ROME - Two Italian spy chiefs were arrested on Wednesday and a judge issued arrest warrants for four Americans over the alleged CIA kidnapping of a terrorism suspect in Milan in 2003, officials said.
Three of the Americans were alleged CIA agents and the fourth worked at a US military base in Aviano, northern Italy, from where prosecutors believe the Muslim cleric was secretly transferred out of Italy.
A statement from the Milan prosecutor's office said police arrested Marco Mancini, the No. 2 at Italy's Sismi military intelligence agency, and were holding him in jail for his alleged role in the kidnap. Another Sismi official was placed under house arrest.
The suspects are accused of involvement in the 2003 abduction of Hassan Mustafa Osama Nasr, also known as Abu Omar. Prosecutors say a CIA-led team seized him on a Milan street in broad daylight, bundled him into a van and drove him to the Aviano air base.
He was then flown to Egypt where Nasr says he was tortured under questioning.
An Italian court has already issued arrest warrants for 22 suspected US agents over the abduction. But it was the first time Italian officials have been linked to the investigation.
If an Italian role is confirmed, it would add weight to allegations that European countries colluded with Washington in the secret "renditions", or transfers, of terrorism suspects.
The Rome government said in a statement that Italy's intelligence services had denied playing any role in the kidnapping and that it trusted their loyalty.
But some lawmakers in the new centre-left ruling coalition accused former Prime Minister Silvio Berlusconi of a cover-up during his five-year administration, which ended in April.
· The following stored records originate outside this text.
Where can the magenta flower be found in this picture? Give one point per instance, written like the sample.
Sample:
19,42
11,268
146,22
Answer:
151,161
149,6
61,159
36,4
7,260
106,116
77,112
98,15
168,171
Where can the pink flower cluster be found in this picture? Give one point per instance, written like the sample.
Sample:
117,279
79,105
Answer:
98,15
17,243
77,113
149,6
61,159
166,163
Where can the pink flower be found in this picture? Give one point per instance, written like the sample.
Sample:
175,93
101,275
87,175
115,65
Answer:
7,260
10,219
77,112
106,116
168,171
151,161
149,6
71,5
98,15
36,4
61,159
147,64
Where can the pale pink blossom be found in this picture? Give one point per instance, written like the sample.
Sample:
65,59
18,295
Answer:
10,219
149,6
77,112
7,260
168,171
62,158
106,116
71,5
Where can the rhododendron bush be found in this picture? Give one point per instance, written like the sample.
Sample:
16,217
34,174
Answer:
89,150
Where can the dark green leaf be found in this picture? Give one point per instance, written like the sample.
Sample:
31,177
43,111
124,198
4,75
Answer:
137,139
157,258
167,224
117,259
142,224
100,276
Berlusconi, a close ally of US President George W Bush, has fiercely denied his government or Sismi were involved in the kidnapping - and even once summoned the US ambassador over the matter to request Italian sovereignty be respected.
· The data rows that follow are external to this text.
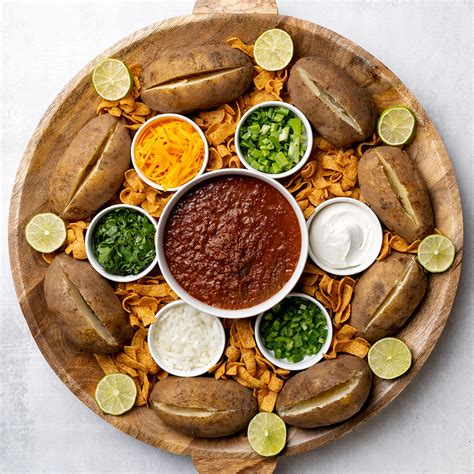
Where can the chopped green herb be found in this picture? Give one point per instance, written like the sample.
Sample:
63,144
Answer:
273,139
124,242
293,329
"Mancini's arrest confirms what we've said for a long time - that is, that the previous government knew about Sismi's involvement in Abu Omar's kidnapping by the CIA," said Giovanni Russo Spena, a senator with the ruling coalition's Communist Refoundation party.
Italian investigators had been wiretapping Nasr before his abduction and accuse him of having ties to al Qaeda and recruiting combatants for Iraq, according to court documents.
They say the kidnapping broke Italian law and ruined a promising investigation.
Several politicians rushed to the defence of Mancini on Wednesday and criticised magistrates for jailing a man they said was on the front line of Italy's fight against terrorism.
"It's shocking and upsetting that a man who millions of Italians depend on for their security ends up in jail," said former centre-right minister Carlo Giovanardi.
Former President Francesco Cossiga said the arrests were likely to be applauded by al Qaeda.
The Abu Omar case is one of the best known examples of alleged CIA secret operations in the US-led "war on terror".
Human rights groups condemn "extraordinary rendition", saying the United States has frequently sent suspects to countries that practice torture.
Washington acknowledges making secret transfers of terrorism suspects between countries, but denies using torture itself against suspects or handing them over to countries that do so.